Reiner's Death -Trump's Narcissism

Reiner's Death -Trump's Narcissism

Reiner's Death—Trump's Narcissism

I don't go to funerals. I don't go to weddings. I have experienced enough of both to know that ceremony rarely captures the truth of the thing it claims to honor. But this moment demands something more than my usual distance.

Rob Reiner is dead. His wife, Michele Singer Reiner, is dead. They were found in their home in Brentwood, stabbed to death by their own son. Nick Reiner, thirty-two, now sits in a suicide-prevention smock, a hollowed-out man facing a judge.

Then there is Trump.

He didn't offer reflection. He didn't find the grace to stay silent for forty-eight hours. He looked at the blood on the floor in Brentwood and saw a chance to settle a score with a ghost.

"A very sad thing happened last night in Hollywood. Rob Reiner, a tortured and struggling, but once very talented movie director and comedy star, has passed away, together with his wife, Michele, reportedly due to the anger he caused others through his massive, unyielding, and incurable affliction with a mind crippling disease known as TRUMP DERANGEMENT SYNDROME."

To look at a double homicide—a son butchering his parents—and link it to a lack of political fealty is a stretch even for a narcissistic moron. But it is more than just narcissism. It is the singular, unyielding truth of his existence: everything, from the movement of the tides to the spilling of blood, must be viewed through the lens of his own ego.

This isn't a new reflex. It is the core of the man.

On September 11, 2001, while the smoke from three thousand ghosts was still drifting over Lower Manhattan, Trump called a television station. He didn't talk about the heroes in the stairwells. He talked about his square footage.

"Forty Wall Street actually was the second-tallest building in downtown Manhattan," he said. "And now it's the tallest."

The towers were still hot. People were jumping because the air had turned to fire. And he was measuring his ego against a mass grave.

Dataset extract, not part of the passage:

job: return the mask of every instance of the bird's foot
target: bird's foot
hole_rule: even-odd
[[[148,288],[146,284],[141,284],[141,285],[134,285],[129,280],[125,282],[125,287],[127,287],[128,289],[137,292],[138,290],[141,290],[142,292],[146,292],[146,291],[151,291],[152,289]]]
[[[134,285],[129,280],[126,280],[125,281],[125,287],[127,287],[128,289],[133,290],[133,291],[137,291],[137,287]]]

When John McCain died in 2018, the United States lowered its flags. Trump ordered them raised. He sat in the Oval Office and glowered because the country dared to honor a man who wasn't him. He held a grudge against a dead man because McCain had been a prisoner of war while Trump was avoiding his own service with a doctor's note. If someone else is being honored, he feels he is being robbed.

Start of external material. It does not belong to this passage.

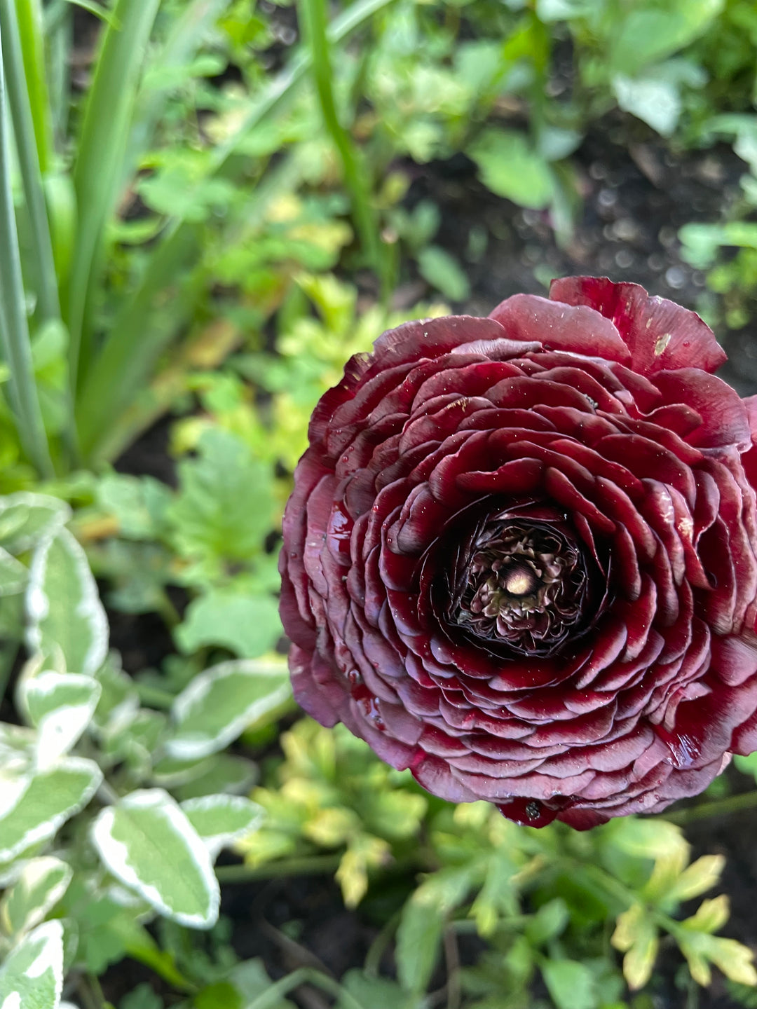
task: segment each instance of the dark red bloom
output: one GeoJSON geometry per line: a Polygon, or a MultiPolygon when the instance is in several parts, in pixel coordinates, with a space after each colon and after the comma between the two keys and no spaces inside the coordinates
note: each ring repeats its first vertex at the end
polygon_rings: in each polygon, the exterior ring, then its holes
{"type": "Polygon", "coordinates": [[[594,277],[353,357],[284,520],[306,711],[535,826],[663,809],[757,749],[757,407],[724,360],[594,277]]]}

In 2016, after forty-nine people were slaughtered at the Pulse nightclub in Orlando, he took a victory lap. "Appreciate the congrats for being right on radical Islamic terrorism," he posted. He treated a massacre like a winning ticket at a dog track.

Even a global pandemic was just another set of ratings. He talked about his television numbers while people were dying in hallways.

Now we have the Reiners.

In the world of PrumpTutin, there is no such thing as a private tragedy. Everything is fodder for the machine. The logic is lean and lethal: if you don't worship the power, you deserve the blade. Trump didn't just mock the dead; he suggested the murder was the natural biological consequence of dissent. He effectively wrote the killer's defense, telling the United States that Reiner "drove people crazy" with his obsession.

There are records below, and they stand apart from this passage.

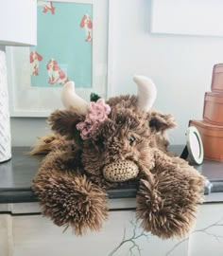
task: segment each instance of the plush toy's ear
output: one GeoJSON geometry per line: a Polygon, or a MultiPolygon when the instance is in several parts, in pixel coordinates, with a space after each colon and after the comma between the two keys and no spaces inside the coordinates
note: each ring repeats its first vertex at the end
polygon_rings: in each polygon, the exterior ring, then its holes
{"type": "Polygon", "coordinates": [[[76,125],[83,119],[83,117],[70,110],[56,110],[48,119],[51,129],[67,138],[76,139],[79,136],[76,125]]]}
{"type": "Polygon", "coordinates": [[[155,132],[164,132],[174,128],[177,123],[172,115],[163,115],[159,112],[151,112],[149,117],[149,127],[155,132]]]}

I don't write obituaries. I don't believe in the poetry of the end. But the United States has lost its way because it has lost its shame. We have a leader who looks at a family's annihilation and sees a mirror. He looks at a father and mother murdered by their own child and his first thought is how it reflects on his own greatness.

The silence of the others is what brought me here. They are waiting for the storm to pass. They don't realize that the storm is the system now. It is time we admitted what we are looking at: a man who cannot stand to let the dead have their peace if they didn't give him theirs.